Flowering shrubbery flaunts magnificent colors and aromas, and, depending on the plant, the garden could bloom from spring through fall. Bright yellow forsythia flowers announce the onset of spring, while rhododendrons and rose varieties bloom during the summer heat. After the other shrubs are bloomed out, Rose of Sharon starts in late summer and continues through mid-fall, while camellias can bloom even into early winter. If a natural perfume is what you're after, try lilac, magnolia, jasmine, or honeysuckle shrubs. Plant flowering shrubs against chain-link fences to share with neighbors or use them to romantically line walkways and patios.

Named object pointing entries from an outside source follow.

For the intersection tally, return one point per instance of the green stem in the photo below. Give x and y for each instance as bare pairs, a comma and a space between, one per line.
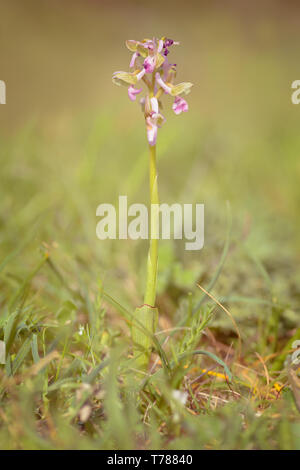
150, 294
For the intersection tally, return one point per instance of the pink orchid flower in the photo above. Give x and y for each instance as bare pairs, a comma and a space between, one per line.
132, 92
180, 105
149, 57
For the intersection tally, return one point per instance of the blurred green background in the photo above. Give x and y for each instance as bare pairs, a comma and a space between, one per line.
70, 140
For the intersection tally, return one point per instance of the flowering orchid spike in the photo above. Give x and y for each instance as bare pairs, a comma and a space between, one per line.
149, 63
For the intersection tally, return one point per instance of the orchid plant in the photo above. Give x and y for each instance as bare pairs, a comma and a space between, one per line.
150, 65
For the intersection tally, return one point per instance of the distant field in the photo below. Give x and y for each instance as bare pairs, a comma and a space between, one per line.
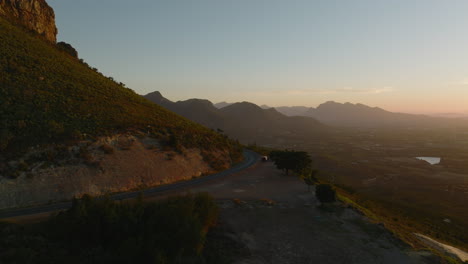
379, 171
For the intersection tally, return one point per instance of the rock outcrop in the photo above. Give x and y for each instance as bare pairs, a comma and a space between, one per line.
113, 164
35, 15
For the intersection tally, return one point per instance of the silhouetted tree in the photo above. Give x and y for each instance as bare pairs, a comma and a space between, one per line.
309, 177
325, 193
288, 160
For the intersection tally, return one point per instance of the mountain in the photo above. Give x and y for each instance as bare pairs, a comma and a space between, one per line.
198, 110
360, 115
35, 15
48, 96
67, 130
292, 110
244, 121
222, 104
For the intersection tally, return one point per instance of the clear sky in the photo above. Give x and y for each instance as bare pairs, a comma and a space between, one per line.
402, 55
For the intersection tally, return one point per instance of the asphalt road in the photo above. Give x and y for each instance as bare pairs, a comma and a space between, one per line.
250, 158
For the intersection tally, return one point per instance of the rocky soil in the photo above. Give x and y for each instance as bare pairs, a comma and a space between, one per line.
108, 165
35, 15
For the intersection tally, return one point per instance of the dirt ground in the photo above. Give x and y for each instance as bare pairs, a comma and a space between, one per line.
278, 221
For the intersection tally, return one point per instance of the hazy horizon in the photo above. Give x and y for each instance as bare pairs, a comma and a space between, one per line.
400, 56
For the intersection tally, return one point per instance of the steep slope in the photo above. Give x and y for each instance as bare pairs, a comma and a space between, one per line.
66, 130
35, 15
197, 110
250, 123
292, 110
49, 96
244, 121
359, 115
222, 104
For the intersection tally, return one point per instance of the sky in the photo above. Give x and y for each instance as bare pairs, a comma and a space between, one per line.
401, 55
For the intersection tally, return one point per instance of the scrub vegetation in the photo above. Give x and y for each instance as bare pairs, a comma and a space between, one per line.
102, 231
49, 96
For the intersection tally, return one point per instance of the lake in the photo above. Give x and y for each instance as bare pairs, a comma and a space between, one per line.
430, 160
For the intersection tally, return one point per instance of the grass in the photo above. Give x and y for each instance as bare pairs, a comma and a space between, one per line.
402, 227
48, 96
101, 231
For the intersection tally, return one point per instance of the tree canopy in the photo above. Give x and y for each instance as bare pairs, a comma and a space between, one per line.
290, 160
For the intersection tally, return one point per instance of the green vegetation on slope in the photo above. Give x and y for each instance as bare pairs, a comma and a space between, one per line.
48, 96
101, 231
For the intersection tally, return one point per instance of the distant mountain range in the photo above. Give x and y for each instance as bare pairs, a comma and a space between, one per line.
252, 123
359, 115
244, 121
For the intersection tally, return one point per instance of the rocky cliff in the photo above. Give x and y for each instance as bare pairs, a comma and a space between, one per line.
111, 164
35, 15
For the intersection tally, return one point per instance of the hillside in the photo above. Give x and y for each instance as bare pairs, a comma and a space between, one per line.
244, 121
48, 96
67, 130
360, 115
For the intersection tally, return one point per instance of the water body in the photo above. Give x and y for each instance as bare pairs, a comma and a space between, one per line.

Some flowering shrubs are also evergreen or semi-evergreen, such as azaleas, lavender, and butterfly-attracting daphnes. Evergreen shrubbery has the advantage of adding color and shape to the garden year-round, without leaf loss in the autumn, and these shrubs are also great for establishing private borders. Can trim Fragrant box shrubs to create a unique hedgerow, and they can be planted alongside an existing fence or used to separate sections of the garden to add further dimension. Some of the other more popular evergreen shrubs include the exceptionally hardy spotted laurel (or aucuba) and holly, the classic winter favorite.
The ecologically conscious gardener may want to consider creating borders by using native shrubbery. Wild hydrangea, chokeberry, buckeye, and other regional favorites will provide lovely borders for your garden and natural nesting places for native birds. Restoring native plants, especially shrubs, to gardens helps maintain a balance between all your garden's inhabitants, especially those that go about their environmental work largely unseen: worms, insects, and micro-organisms.
Of course, garden borders can also be made up of flowering, evergreen, and native shrubbery. Or border sections and patterns could be defined by other themes, such as herb-, berry-, or nut-producing shrubs. With shrubs to outline and delineate, the gardener's palette can create a colorful, fragrant, and eco-friendly design.